Quando la morte - che già gli ha tolto la parola - lo stringe alla gola e Beppe sa di non avere più scampo, su piccoli foglietti raccomanda a tutti la sua bambina. Ed è per Margherita, "Ita", l'ultimo scritto con mano virilmente ferma, nell'ultimo sforzo, prima che la mano si perda come la sua voce, come l'ultimo respiro.
"Ciao per sempre, Ghita mia cara. Ogni mattina della tua vita io ti saluterò, figlia mia adorata. Cresci buona e bella, vivi con la mamma e per la mamma e talvolta rileggi queste righe del tuo papà che ti ha amata tanto e sa di continuare a essere in te e per te. Io ti seguirò, ti proteggerò, bambina mia adorata e non devi mai pensare che ti abbia lasciata. Tuo papà"
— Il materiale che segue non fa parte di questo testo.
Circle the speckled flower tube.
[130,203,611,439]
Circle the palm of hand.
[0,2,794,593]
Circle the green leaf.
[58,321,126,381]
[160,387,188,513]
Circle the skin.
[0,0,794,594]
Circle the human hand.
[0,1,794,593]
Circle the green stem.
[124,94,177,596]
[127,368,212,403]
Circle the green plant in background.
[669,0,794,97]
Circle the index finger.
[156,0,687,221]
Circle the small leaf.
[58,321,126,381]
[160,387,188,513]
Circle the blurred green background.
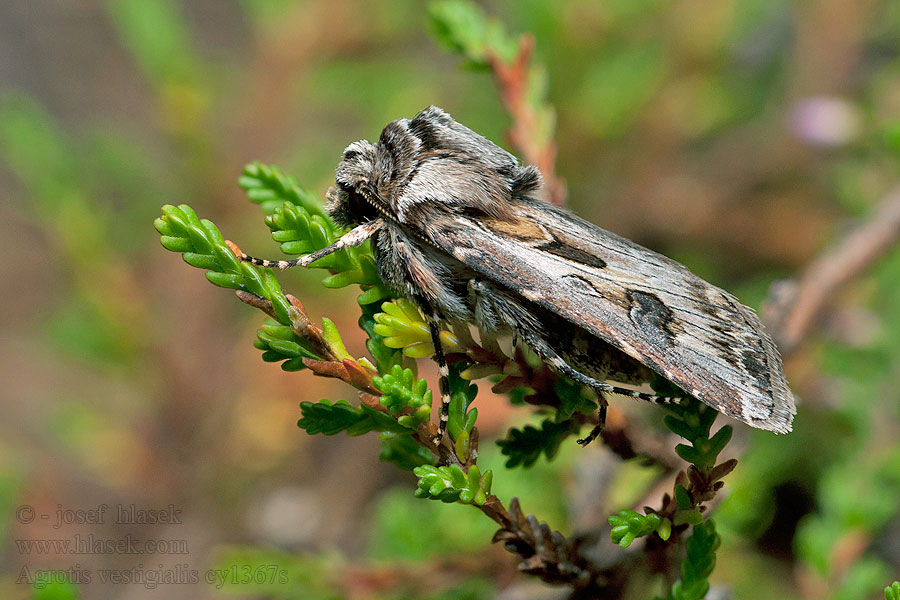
[0,0,900,600]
Subito dopo chiude gli occhi, li serra stretti, ma non riesce a fermare le lacrime. Poi, alla dieci del mattino di quella domenica 18 febbraio 1963 entra in coma e vi rimane fino alla morte, che arriverà, col suo falcione, all'una e mezza di notte precise.
Si possono scomodare Dostoevskij e Shakespeare parlando di Fenoglio? Certamente, dico io. Beppe non è così immerso nel sottosuolo per ritrovare i semi della rivolta, come Dosto, nè scuote i fulmini dell'universo, mettendo allo scoperto l'eterno dramma umano, come Willy, e tuttavia ha anch'egli bisogno di affondare il bisturi nelle atrocità e nefandezze dell'uomo, per essere più forte di se stesso, della sua limitatezza fisica, della sua fragilità psichica. Usa il bisturi con quella disperata rassegnazione e ribellione della sua gente della langhe, una piaga, una specie di meridione del Piemonte. E riesce ad ottenere una cosa rara nella scrittura: non solo il distacco da sè, ma il controllo feroce dei suoi sentimenti. La vita povera e miserevole di questi contadini la racconta, vivendola, con una spietatezza che non si ritrova neppure in Verga. E se Dostoevskij, pur rimanendo dalla parte dell'uomo, è animato dall’ardore di inabissarsi in Dio, Fenoglio ha sradicato ogni misticismo fino al punto da far gridare ad uno dei suoi protagonisti: " DIO NON FU MAI CON NOI". Poco prima di morire lascia scritto al fratello Walter, su un foglietto (la tracheotomia gli impediva ormai di parlare): "Funerali civili, di ultimo grado, domenica mattina, senza soste, senza fiori, senza discorsi. "E prima ancora, appena sedicenne, aveva scritto un altro biglietto, laconico, per il Parroco di Alba: "Da domani non vengo più all'oratorio". E non ci mise mai più piede, nè entrò mai più in una chiesa. E tuttavia non si sognò - mai – neppure per un attimo, di togliere il crocifisso ovunque lo trovasse. Per quello ebbe sempre il massimo rispetto.